Open jamarav opened 6 years ago
There are several issues here (please, open separate threads the next time).
When I evaluate the compressor efficiency [...] This unit is dimensionless.
This is an open issue (see e.g. #123). The thing is that units
maintains a unit representation at R level to be able to customise formatting and so on. However, simplification is not properly implemented at this level. On the other hand, udunits
has a binary representation with proper simplification, but then you have to rely on udunits
also to format units, which is not the best nor flexible at all. For example, with the udunits
branch:
units:::R_ut_format(units:::R_ut_parse("J/s/W"))
#> [1] "1"
but also (from #123):
units:::R_ut_format(units:::R_ut_parse("mile/gallon"))
#> [1] "425143.683171079 m⁻²"
There are ongoing efforts to move things (e.g., user-defined units) to the C part, because udunits
already manages all the hard work, but there is a trade-off when we consider, as I said, flexibility to format and print units, for instance.
One solution for this would be to provide a function simplify_units
that would parse the R representation into udunits
, but still we have to sort out how to parse the result back into R.
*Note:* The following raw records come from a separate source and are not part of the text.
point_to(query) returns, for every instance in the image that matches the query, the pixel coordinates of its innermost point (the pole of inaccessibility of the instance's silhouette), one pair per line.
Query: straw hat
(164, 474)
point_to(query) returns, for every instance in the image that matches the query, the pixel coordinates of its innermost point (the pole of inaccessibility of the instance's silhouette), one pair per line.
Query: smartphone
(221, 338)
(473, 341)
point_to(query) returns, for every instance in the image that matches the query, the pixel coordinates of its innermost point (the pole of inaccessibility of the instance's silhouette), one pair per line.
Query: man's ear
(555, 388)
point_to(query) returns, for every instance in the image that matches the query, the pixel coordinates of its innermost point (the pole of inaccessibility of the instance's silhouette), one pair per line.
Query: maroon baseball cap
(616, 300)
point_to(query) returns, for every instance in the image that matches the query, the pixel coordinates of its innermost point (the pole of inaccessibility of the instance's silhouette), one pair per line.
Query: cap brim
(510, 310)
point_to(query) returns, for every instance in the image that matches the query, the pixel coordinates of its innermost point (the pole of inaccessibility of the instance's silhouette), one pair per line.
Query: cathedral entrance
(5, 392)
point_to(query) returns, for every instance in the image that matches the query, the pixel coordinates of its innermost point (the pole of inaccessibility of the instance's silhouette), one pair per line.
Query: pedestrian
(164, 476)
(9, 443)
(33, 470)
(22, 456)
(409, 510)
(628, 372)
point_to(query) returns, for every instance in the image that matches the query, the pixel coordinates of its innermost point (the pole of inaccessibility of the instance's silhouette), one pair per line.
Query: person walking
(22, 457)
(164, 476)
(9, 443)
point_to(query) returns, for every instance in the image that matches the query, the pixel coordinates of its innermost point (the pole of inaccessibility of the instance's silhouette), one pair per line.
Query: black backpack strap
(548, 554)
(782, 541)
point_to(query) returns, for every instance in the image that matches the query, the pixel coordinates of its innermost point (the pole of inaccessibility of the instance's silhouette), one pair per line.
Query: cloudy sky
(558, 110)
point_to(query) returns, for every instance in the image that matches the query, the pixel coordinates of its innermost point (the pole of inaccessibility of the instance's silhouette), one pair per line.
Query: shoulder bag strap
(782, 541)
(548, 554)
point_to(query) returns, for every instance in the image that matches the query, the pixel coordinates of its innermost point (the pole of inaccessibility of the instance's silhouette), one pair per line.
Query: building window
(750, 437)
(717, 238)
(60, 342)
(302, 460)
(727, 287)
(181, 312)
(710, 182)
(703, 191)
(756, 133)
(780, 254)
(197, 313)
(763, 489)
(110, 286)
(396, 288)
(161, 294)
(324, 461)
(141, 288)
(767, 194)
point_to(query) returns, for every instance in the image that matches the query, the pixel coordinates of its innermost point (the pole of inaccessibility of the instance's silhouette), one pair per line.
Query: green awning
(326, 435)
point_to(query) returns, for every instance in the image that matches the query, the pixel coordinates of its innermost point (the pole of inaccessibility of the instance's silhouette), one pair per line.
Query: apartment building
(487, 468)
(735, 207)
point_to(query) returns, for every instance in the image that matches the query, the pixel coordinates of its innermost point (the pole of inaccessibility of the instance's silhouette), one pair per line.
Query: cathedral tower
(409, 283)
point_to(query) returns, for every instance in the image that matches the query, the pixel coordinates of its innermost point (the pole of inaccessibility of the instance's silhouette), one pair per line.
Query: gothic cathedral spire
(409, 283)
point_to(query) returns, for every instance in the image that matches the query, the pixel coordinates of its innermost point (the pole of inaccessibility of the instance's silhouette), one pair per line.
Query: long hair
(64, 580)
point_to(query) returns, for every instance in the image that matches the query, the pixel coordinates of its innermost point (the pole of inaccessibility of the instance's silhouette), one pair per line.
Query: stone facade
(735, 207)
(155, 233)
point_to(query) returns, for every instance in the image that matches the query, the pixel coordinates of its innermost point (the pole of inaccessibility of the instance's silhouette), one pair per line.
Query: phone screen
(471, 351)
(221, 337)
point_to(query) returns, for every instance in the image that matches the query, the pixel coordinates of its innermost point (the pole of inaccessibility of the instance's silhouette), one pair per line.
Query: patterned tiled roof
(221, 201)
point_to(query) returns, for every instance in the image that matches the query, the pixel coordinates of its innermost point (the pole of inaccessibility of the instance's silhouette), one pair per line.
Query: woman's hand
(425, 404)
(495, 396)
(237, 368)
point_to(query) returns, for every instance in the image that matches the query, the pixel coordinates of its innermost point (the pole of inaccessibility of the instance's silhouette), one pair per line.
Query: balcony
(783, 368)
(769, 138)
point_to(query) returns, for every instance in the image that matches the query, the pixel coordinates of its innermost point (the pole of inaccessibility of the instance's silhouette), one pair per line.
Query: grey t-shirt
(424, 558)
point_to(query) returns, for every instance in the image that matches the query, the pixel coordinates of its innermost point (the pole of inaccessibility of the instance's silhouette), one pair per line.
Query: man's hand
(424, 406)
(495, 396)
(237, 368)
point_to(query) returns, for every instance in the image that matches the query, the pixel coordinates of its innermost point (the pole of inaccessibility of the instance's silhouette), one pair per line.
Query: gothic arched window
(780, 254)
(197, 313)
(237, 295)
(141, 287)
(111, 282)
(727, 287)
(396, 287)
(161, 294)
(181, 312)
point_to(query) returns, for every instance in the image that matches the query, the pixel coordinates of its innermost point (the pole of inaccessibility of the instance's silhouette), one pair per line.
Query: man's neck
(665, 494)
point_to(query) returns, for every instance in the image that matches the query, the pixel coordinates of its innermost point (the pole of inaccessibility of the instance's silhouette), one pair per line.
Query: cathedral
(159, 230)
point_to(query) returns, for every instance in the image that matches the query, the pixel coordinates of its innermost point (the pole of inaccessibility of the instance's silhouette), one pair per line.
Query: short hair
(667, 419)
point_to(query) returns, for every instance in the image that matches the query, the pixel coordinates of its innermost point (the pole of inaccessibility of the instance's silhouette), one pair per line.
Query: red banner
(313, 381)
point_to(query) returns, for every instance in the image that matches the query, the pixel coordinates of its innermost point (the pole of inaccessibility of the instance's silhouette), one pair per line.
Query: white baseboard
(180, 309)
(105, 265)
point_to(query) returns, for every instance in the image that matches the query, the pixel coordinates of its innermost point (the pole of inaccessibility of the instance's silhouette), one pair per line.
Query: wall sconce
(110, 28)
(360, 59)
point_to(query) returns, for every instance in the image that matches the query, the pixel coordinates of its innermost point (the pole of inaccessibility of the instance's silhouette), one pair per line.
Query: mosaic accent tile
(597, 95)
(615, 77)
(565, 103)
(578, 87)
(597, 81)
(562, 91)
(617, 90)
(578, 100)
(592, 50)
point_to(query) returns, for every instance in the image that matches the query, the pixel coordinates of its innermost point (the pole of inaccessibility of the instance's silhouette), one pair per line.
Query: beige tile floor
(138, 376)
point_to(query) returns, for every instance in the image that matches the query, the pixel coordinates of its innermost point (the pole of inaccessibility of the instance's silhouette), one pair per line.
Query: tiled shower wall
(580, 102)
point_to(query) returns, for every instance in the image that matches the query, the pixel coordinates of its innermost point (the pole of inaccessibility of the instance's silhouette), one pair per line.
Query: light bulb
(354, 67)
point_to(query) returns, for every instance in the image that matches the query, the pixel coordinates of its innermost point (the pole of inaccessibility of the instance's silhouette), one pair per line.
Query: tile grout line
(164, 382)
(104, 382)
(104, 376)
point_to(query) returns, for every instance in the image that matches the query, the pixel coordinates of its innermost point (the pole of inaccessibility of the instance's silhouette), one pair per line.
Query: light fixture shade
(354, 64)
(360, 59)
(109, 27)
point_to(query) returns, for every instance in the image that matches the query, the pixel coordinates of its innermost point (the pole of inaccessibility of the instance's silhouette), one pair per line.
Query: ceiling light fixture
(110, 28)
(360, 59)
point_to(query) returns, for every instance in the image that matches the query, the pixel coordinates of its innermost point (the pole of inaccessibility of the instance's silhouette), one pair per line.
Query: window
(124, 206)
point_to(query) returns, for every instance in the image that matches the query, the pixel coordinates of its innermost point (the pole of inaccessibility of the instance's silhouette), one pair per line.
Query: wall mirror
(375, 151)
For now, you could add the following after your computations:
units(compressor_efficiency) <- 1
This will convert the efficiency to unitless, or fail with an error if units were misused in previous steps.
Is there an option to print it in the following form?
entropy 2175.70 J/(kg*K)
I don't think so. But:
units_options(negative_power=TRUE)
as_units("J/K/kg")
#> 1 J*K^-1*kg^-1
Finally, it is not very important but I would like to know if there is an option to print the units with parentheses:
Power_input 500 (W)
There is another option for this (group
, see ?units_options
), but it is currently applied to plots only. It may be extended to general formatting. @edzer thoughts?
Units appear now more consistently as e.g. 500 [W]
where you can change the [ ]
with units_options(group = c("(", ")"))
.
I'm in favour of makeing more aggressive simplification possible, need to look into how we could do this.
This function
to_si <- function(x) {
u_str = as.character(units(x))
u = units:::R_ut_parse(u_str)
ft = units:::R_ut_format(u, ascii = TRUE)
new = as_units(strsplit(ft, " ")[[1]][2])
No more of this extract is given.